8P - A Gradient Boosting Decision Tree (GBDT) Approach to Identify Potential Therapeutic Targets

Presentation Number
8P
Lecture Time
12:15 - 12:15
Speakers
  • Ilona Kifer (Jerusalem, Israel)
Session Name
Poster display session
Room
Exhibition
Date
Sat, Oct 15, 2022
Time
12:15 - 13:00

Abstract

Background

Identification of novel therapeutic targets is the first step in the drug development journey, and traditionally relies on deep understanding of the biology, a process which is lengthy and non-scalable. The advent of high-throughput screening and advanced machine learning methods enables rapidly uncovering novel therapeutic targets even where the biology is not yet well understood. This, in turn, allows the expansion of the universe of targets and even the reach of current compounds.

Methods

Using the CancerRx dataset of 987 human cell-lines screened across 346 compounds we train a GBDT to predict the sensitivity (IC50) of each cell-line to each drug. Each cell-line is represented as a vector of binary values (WT/MT) according to the genomic data of 299 cancer related genes. Once high accuracy of predicting the cell-line-drug IC50 is obtained we use SHAP values, which represent the extent of a feature's responsibility for a change in the model output, to obtain the genetic features which influence sensitivity the most. These features, specific mutations and combinations of mutations, represent potential therapeutic targets of each screened drug.

Results

We report here a validation set consisting of 8 drugs with well-known targets and/or biomarkers.

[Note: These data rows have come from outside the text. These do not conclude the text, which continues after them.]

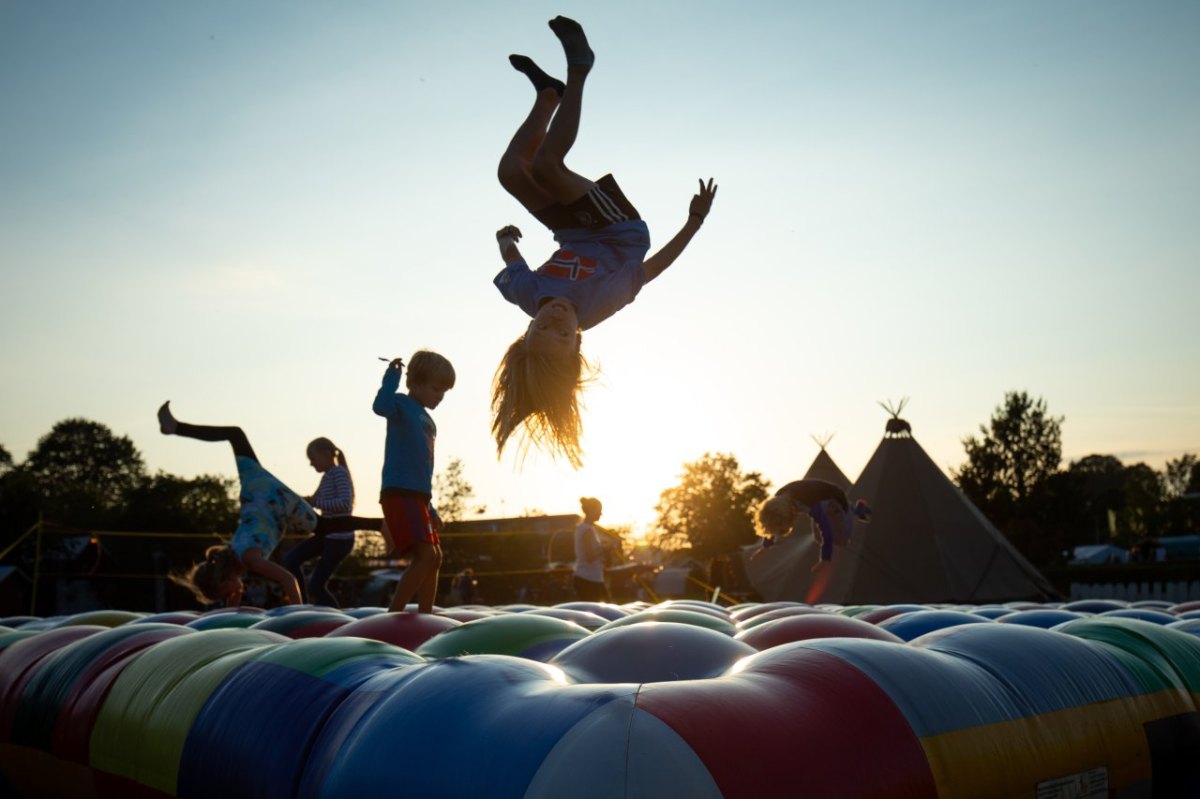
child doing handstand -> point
(269, 511)
(408, 473)
(826, 504)
(599, 268)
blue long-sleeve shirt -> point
(408, 448)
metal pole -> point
(37, 566)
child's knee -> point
(545, 168)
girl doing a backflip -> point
(599, 268)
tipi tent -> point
(774, 572)
(823, 468)
(927, 542)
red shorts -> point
(408, 517)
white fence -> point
(1167, 590)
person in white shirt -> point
(589, 554)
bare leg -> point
(237, 438)
(549, 164)
(427, 594)
(426, 560)
(515, 169)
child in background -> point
(269, 510)
(334, 497)
(589, 554)
(408, 473)
(826, 504)
(600, 266)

In all cases we identify the correct drug-target without any use of the underlying biology or prior mechanistic knowledge. We then report additional genomic features the model predicts to be important for the sensitivity to specific drugs, representing potential targets which to date are unknown. Additionally, we identify specific genetic features that increase the resistance to specific compounds.

Conclusions

Using an unbiased GBDT-based ML algorithm on publicly available high throughput screening data we accurately identify known drug-targets as well as additional previously unknown candidates. These new findings can expand the patient population for whom a certain drug can provide benefit. Furthermore, due to the unbiased nature of the algorithm and the wide array of drugs and drug-targets used in the screen we identify additional potential drugs targets which are not being targeted by the current drugs.

Legal entity responsible for the study

The authors.

Funding

Fore Biotherapeutics.

Disclosure

I.K. Kifer, G. Tarcic: Financial Interests, Personal, Full or part-time Employment: NovellusDx. E. Goldfarb, M. Vidne: Financial Interests, Personal, Stocks/Shares: NovellusDx. All other authors have declared no conflicts of interest.